Luego de su brillante paso por el Mundial de Rápidas de Qatar, donde se alzó como el mejor ajedrecista latinoamericano, empató con el campeón mundial y quedó N° 33 del mundo, Cristóbal Henríquez se consolida una vez más como el máximo exponente nacional del ajedrez.
Beneficiario de FundacEK desde hace más de una década y actualmente tutor de nuevos talentos, el Gran Maestro Internacional nos cuenta detalles de su historia de perseverancia, su gusto por el juego y las claves que lo han llevado a ser un referente mundial del tablero.
1. ¿Cómo conociste el ajedrez y cómo fueron tus primeros pasos?

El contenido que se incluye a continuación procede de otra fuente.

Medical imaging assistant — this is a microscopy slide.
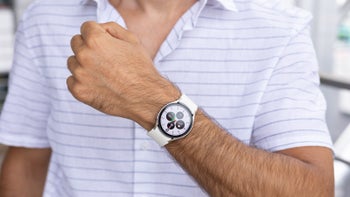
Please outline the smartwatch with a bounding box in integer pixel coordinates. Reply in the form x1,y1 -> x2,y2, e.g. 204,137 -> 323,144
147,94 -> 198,146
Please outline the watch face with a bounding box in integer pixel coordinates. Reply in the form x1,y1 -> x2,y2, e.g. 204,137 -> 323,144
158,103 -> 193,138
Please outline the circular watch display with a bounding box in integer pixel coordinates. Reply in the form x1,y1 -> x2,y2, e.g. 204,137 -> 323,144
158,103 -> 193,138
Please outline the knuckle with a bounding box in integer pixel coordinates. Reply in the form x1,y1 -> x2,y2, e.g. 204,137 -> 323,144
81,21 -> 96,32
70,34 -> 81,46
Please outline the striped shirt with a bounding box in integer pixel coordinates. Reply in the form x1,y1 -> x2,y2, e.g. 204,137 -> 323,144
0,0 -> 332,197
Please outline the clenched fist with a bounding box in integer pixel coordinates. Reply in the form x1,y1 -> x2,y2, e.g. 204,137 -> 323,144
67,22 -> 180,129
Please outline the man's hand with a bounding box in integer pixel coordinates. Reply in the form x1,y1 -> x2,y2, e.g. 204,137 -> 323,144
67,22 -> 180,129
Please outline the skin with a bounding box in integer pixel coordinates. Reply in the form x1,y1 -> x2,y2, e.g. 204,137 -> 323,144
0,0 -> 334,197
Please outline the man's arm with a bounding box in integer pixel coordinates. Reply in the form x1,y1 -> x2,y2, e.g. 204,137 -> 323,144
67,22 -> 334,197
0,147 -> 51,197
166,112 -> 334,197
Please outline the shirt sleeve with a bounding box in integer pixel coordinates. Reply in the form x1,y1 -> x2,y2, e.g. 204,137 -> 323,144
251,19 -> 332,151
0,15 -> 50,148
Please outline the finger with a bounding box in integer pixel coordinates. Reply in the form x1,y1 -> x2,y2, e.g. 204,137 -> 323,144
67,56 -> 79,75
101,22 -> 139,44
80,21 -> 106,40
70,34 -> 84,54
66,76 -> 76,93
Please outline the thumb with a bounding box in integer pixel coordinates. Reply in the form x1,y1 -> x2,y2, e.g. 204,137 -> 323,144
101,22 -> 139,44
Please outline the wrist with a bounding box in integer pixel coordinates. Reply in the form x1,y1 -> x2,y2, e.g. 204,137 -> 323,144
133,81 -> 181,131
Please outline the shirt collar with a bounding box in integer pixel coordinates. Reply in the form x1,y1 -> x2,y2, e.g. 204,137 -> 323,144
80,0 -> 238,11
216,0 -> 238,12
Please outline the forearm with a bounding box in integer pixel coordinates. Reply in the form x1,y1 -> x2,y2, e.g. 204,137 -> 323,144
0,150 -> 49,197
166,112 -> 332,197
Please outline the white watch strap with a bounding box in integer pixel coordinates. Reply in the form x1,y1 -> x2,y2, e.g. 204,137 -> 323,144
147,127 -> 171,146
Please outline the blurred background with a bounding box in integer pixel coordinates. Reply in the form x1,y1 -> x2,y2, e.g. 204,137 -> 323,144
0,0 -> 350,197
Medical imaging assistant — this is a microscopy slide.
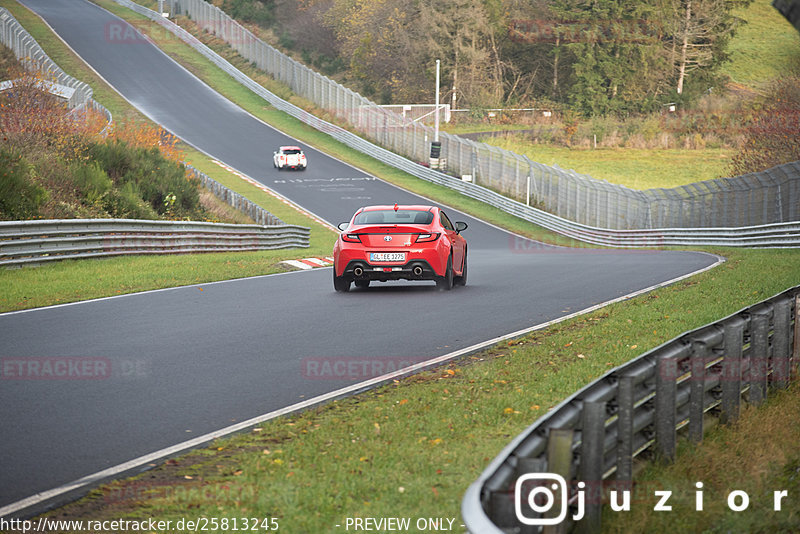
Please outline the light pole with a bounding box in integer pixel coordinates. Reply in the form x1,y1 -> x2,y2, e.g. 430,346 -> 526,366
433,59 -> 439,143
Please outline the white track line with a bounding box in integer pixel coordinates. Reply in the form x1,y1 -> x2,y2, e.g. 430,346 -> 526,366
0,256 -> 725,517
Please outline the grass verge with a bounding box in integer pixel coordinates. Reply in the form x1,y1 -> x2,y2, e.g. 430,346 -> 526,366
478,136 -> 734,189
94,0 -> 585,247
36,250 -> 800,532
9,2 -> 800,532
721,0 -> 800,90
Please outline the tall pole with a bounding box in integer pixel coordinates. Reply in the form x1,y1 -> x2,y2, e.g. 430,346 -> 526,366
433,59 -> 439,143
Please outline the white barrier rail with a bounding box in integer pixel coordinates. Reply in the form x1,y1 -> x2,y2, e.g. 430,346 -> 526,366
0,219 -> 310,267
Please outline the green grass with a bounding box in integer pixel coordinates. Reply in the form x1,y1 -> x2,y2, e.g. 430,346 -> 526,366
722,0 -> 800,90
43,250 -> 800,533
486,136 -> 733,189
0,249 -> 310,312
603,383 -> 800,534
9,2 -> 800,532
0,0 -> 141,121
90,0 -> 585,246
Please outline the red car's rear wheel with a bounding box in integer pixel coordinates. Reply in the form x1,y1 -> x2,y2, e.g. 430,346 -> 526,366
436,254 -> 453,291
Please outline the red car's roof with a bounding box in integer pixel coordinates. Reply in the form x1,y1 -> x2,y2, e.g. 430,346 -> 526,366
359,204 -> 435,211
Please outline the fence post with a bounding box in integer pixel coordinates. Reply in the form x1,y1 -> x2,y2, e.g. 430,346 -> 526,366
749,312 -> 769,406
771,298 -> 792,389
655,353 -> 678,462
542,428 -> 573,534
577,401 -> 606,533
689,340 -> 709,443
719,317 -> 745,424
792,293 -> 800,374
616,376 -> 635,482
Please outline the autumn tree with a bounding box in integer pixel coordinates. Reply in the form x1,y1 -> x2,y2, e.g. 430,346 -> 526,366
731,74 -> 800,175
663,0 -> 752,94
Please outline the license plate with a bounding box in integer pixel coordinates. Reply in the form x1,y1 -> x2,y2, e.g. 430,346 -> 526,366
369,252 -> 406,261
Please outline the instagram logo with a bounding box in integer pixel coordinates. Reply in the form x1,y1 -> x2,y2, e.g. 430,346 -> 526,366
514,473 -> 586,526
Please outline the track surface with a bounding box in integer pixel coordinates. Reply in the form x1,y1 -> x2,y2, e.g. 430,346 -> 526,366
0,0 -> 715,507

Conocí el ajedrez viendo a mi papá y a mi hermano jugar en la casa. En algún momento me di cuenta de que sabía mover las piezas, solo con observar. Particularmente, los miércoles, jugaban muchas partidas, y vieron que yo tenía ciertas condiciones. Me llamaron a un club que estaba cerca de mi casa, en La Florida, el cual funcionaba en una iglesia. Ahí empecé a tomar clases en ese club. Luego pasé por distintos clubes, con diferentes profesores, y seguí jugando. Mi primer torneo fue cuando tenía 5 años, muy chiquitito.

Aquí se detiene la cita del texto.